Posted on August 23, 2017

Violence on Campus: What Would Robert E. Lee Do?

Mark Jarrett, American Thinker, August 23, 2017

Confederate General Robert E. Lee after surrender at Appomattox Courthouse. (Credit Image: © Julian Vannerson/Planet Pix via ZUMA Wire)

With statues of Robert E. Lee being torn down all over, it’s fair to wonder how he would have reacted to today’s mob violence.  As it happens, we have some sense of how he might react to spontaneous racially tinged violence because after defeat and reconciliation, he became a college president of what is now Washington and Lee University in Lexington, Va.

This put him in charge of restless males during their years of peak testosterone, and at a politically charged historical moment, to boot.

While he was a college president, a number of his students were involved in altercations with African-Americans in a nearby town.  Once, an African-American shot and nearly killed a student.  The students, nearly all veterans, talked of lynching.  Lee put a stop to that with a few judicious words.  Two other incidents illustrate the point: one of his students, without provocation, grabbed and insulted a civil rights activist.  Lee expelled the student.  A few others attempted to break up a political gathering of African-Americans.  Those involved were also expelled personally by General Lee.  When asked what the rules of the college were, he had but one rule: “Be a gentleman.”
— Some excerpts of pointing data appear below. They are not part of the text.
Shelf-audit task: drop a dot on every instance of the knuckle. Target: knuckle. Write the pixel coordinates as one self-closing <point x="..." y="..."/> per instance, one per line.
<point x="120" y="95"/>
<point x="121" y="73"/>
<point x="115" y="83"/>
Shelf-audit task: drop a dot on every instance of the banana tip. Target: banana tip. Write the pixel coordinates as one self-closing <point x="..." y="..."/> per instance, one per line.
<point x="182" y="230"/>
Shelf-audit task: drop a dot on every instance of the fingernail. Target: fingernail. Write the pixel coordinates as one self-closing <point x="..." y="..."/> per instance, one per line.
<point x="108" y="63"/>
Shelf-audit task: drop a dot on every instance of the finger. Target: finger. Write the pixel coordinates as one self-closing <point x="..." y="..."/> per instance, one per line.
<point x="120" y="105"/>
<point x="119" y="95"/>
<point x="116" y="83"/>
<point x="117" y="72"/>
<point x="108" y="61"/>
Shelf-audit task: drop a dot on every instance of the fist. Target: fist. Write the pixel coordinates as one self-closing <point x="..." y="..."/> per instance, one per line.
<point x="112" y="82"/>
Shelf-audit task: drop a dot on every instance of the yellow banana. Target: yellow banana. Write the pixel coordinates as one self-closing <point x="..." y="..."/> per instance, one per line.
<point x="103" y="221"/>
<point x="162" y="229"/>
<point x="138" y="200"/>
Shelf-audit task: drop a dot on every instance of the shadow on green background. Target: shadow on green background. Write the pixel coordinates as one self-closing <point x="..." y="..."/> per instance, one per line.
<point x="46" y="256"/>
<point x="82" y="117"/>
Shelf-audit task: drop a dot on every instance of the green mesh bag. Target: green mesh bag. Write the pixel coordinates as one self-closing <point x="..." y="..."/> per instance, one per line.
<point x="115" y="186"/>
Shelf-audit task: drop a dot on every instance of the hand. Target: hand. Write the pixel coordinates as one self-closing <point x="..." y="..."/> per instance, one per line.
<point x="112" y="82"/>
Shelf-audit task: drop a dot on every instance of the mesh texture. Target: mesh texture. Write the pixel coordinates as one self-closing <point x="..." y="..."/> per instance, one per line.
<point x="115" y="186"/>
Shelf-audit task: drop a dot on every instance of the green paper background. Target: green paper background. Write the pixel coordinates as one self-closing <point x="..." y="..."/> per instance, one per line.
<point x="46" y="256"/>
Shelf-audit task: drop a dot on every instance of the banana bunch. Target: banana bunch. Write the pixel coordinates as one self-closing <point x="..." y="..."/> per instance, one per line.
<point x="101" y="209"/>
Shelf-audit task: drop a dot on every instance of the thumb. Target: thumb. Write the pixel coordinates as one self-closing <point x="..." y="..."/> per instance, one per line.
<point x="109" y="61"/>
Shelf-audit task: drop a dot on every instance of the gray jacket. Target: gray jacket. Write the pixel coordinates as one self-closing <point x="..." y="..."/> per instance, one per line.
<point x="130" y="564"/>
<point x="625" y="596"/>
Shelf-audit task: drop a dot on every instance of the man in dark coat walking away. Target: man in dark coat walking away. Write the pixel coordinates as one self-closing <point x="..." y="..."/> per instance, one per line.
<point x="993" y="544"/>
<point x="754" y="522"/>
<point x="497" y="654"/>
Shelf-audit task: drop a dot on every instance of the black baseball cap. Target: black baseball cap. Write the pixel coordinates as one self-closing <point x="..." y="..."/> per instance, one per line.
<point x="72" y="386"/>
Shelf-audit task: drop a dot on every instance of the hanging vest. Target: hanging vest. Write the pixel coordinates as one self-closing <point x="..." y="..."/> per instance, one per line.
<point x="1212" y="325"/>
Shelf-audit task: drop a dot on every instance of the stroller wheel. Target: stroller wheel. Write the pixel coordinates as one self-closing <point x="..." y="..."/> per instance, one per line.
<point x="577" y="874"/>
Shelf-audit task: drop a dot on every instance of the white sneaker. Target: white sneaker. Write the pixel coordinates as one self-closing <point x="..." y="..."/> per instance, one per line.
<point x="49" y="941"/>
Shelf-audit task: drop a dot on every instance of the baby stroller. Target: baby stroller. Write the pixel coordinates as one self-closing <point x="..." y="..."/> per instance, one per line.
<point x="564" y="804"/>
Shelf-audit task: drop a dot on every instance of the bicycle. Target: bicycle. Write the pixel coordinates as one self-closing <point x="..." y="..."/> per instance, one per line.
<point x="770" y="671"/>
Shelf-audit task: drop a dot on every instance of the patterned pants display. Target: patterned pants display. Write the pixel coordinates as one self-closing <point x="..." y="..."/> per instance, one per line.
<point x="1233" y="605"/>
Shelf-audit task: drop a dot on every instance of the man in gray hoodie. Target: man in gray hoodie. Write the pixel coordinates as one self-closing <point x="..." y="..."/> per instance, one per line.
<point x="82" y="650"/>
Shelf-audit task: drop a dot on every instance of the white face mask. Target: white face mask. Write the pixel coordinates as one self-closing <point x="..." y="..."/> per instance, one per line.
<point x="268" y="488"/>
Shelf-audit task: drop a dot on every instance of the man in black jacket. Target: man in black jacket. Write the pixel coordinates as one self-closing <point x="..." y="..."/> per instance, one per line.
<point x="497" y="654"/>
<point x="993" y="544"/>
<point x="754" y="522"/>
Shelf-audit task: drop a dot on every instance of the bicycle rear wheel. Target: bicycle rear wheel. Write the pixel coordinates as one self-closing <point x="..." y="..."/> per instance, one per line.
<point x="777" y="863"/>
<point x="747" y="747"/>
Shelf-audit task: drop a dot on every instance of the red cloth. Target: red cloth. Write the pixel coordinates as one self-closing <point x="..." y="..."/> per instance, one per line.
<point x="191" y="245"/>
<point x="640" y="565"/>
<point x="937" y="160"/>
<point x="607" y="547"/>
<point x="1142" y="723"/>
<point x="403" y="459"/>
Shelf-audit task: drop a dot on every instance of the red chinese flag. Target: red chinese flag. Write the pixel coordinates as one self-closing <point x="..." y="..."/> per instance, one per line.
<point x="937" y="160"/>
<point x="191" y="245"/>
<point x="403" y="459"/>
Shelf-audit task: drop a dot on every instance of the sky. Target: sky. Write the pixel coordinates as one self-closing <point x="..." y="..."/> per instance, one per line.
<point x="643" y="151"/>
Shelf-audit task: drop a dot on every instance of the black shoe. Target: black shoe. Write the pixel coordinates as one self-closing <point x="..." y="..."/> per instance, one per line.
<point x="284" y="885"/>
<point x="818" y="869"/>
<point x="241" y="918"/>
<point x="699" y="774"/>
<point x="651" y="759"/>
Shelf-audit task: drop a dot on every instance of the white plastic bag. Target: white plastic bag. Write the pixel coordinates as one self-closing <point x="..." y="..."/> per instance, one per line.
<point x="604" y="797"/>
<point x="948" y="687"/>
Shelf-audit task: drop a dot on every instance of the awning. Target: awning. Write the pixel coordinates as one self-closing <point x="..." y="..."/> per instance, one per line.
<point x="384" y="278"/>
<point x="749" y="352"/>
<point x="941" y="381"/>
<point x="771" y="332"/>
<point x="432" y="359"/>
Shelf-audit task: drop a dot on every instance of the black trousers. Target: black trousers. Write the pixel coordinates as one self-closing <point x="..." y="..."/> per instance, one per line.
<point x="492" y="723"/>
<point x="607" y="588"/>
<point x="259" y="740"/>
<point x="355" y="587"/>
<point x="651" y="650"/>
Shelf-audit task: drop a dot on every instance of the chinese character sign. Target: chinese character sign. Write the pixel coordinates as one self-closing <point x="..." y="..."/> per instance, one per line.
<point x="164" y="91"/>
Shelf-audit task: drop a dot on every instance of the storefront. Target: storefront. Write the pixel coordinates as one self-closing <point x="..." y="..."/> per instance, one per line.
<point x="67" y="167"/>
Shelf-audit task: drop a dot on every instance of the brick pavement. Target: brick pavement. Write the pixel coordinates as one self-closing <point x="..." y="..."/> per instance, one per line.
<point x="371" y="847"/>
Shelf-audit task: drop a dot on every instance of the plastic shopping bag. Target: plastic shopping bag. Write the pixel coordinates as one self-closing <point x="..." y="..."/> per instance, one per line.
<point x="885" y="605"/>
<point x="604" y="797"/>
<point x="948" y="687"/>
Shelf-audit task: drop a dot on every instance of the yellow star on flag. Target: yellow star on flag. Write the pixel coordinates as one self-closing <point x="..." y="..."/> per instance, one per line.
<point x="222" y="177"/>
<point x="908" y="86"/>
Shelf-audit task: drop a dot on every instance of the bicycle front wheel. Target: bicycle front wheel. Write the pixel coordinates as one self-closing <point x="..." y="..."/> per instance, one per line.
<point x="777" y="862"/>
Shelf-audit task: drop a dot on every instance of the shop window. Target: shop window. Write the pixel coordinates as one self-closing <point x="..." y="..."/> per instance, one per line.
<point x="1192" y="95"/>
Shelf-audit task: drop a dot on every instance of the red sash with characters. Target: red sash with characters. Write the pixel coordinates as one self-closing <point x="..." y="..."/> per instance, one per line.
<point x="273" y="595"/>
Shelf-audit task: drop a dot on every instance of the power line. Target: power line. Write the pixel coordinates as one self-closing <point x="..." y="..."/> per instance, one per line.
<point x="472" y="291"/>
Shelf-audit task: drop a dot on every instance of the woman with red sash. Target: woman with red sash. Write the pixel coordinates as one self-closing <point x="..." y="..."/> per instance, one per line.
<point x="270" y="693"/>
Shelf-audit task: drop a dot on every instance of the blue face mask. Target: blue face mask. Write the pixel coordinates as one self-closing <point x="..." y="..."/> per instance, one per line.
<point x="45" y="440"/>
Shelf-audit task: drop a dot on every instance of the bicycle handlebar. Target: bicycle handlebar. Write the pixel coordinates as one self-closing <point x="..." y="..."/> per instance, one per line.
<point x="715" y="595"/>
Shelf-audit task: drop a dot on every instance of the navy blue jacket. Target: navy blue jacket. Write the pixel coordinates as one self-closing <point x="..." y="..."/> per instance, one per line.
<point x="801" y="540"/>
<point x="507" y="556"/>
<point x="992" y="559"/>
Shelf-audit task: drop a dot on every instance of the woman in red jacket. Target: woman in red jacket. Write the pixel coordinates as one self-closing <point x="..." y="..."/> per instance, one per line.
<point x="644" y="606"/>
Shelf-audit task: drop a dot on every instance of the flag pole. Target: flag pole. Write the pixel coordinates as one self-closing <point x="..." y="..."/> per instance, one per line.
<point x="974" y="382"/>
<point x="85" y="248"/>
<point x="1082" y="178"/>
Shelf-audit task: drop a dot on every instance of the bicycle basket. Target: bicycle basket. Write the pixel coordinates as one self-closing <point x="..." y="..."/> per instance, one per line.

We can see from his actions that Lee would not have approved of the violence that occurred in Charlottesville or was seen recently on campuses.  But Lee was not a social injustice warrior.  Robert E. Lee expected his students to be orderly and courteous in a changing world.  He did not tolerate disorder.  He also focused his students’ education on those courses that had applications in the practical world – engineering, business, journalism.  I think it is fair to speculate that he would have seen no sense in parents spending their life savings on a gender studies degree.

Obviously, we live in different times, but instead of shunning the man, college presidents today would do well to consider his example.